«Niente bandierine sull’Alta Velocità»: l’appello alla compattezza di Ancarani e Valbonesi

Ancarani Valbonesi Partito democratico

La nascita del tavolo sull’Alta Velocità a Forlì incassa il pieno sostegno dei consiglieri regionali del Partito Democratico Valentina Ancarani e Daniele Valbonesi, che accolgono con favore l’avvio di un percorso condiviso su quello che definiscono «un tema decisivo per il futuro della città e dell’intero territorio romagnolo».

Secondo i due esponenti democratici, la convergenza nata attorno al progetto che vede uniti istituzioni, categorie economiche, sindacati e mondo associazionistico rappresenta l’unica strada percorribile per raggiungere l’obiettivo. «È esattamente ciò che serve — dichiarano Ancarani e Valbonesi —. Da Forlì deve arrivare una voce unanime, perché un’infrastruttura di questa portata non si conquista a colpi di rivendicazioni di parte, ma con la forza di un territorio che parla compatto».

Per i consiglieri regionali Dem, l’Alta Velocità non è un traguardo da sbandierare a parole, ma un’opportunità concreta per rendere Forlì più attrattiva per investimenti, studio e lavoro, valorizzando la posizione baricentrica della città all’interno del sistema infrastrutturale nazionale. Un’opera che, tuttavia, non può e non deve essere limitata ai soli confini comunali.

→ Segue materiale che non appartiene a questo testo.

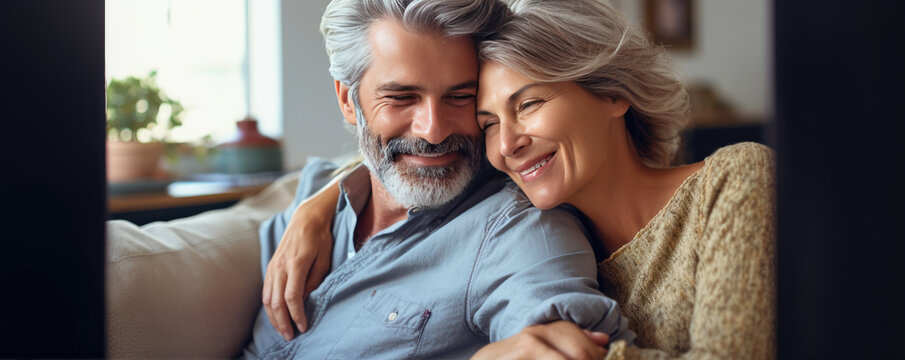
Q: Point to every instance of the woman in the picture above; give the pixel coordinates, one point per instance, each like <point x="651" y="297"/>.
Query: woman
<point x="579" y="108"/>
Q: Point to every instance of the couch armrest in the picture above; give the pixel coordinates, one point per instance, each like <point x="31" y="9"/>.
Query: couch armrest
<point x="191" y="287"/>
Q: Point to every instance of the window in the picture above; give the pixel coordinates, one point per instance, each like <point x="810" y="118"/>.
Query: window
<point x="199" y="50"/>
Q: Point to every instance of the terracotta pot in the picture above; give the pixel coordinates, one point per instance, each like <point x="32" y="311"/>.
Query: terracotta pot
<point x="132" y="161"/>
<point x="251" y="152"/>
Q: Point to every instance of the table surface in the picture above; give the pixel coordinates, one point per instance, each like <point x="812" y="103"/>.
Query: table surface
<point x="181" y="194"/>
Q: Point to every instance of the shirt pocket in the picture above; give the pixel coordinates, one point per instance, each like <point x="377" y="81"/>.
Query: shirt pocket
<point x="387" y="327"/>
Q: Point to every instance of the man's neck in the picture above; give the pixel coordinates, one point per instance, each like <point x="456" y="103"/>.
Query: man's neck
<point x="380" y="212"/>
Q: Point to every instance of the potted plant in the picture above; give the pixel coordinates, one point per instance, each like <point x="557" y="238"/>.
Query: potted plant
<point x="139" y="117"/>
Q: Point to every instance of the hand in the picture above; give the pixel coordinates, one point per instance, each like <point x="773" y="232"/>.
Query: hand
<point x="556" y="340"/>
<point x="300" y="262"/>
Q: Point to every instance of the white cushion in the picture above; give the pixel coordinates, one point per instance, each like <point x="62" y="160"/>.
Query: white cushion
<point x="188" y="288"/>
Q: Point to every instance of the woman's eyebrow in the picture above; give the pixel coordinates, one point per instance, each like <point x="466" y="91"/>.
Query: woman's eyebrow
<point x="512" y="98"/>
<point x="515" y="95"/>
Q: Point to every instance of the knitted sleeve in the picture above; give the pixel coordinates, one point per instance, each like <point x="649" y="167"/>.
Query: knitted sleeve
<point x="735" y="296"/>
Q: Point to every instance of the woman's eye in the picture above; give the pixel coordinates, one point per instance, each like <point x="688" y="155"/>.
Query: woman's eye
<point x="488" y="124"/>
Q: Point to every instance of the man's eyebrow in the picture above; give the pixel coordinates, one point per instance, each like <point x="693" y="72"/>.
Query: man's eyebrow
<point x="395" y="86"/>
<point x="466" y="85"/>
<point x="398" y="87"/>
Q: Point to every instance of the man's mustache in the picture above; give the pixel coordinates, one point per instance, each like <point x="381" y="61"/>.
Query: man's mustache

«Bene ha fatto il sindaco a parlare di “piena condivisione” e di un mandato territoriale — continuano i consiglieri —. Ma proprio per questo, il mandato ha bisogno del confronto con Cesena, Faenza, Ravenna e Rimini e, soprattutto, di un dialogo costruttivo con la Regione. La Romagna pesa quando si presenta unita, non quando si divide tra campanili».

Da qui il forte appello alla responsabilità politica e istituzionale, con l’invito a lasciare fuori dalla porta polemiche, veti pregiudiziali e “bandierine” di partito. Per Ancarani e Valbonesi il metodo è chiaro: serve un percorso condiviso dove ciascuno, indipendentemente dal colore politico, faccia la propria parte.

Il nodo centrale resta ora quello della concretezza e dei finanziamenti. L’ipotesi di una stazione dell’Alta Velocità a Forlì, avanzata inizialmente da un esponente di Governo, deve ora entrare nel vivo del confronto e, soprattutto, trovare copertura economica. «La volontà va dimostrata con le risorse, che ad oggi non sono previste nella pianificazione degli investimenti — concludono Valentina Ancarani e Daniele Valbonesi —. Noi ci saremo, con spirito costruttivo, perché Forlì e la Romagna meritano un’infrastruttura all’altezza del loro futuro».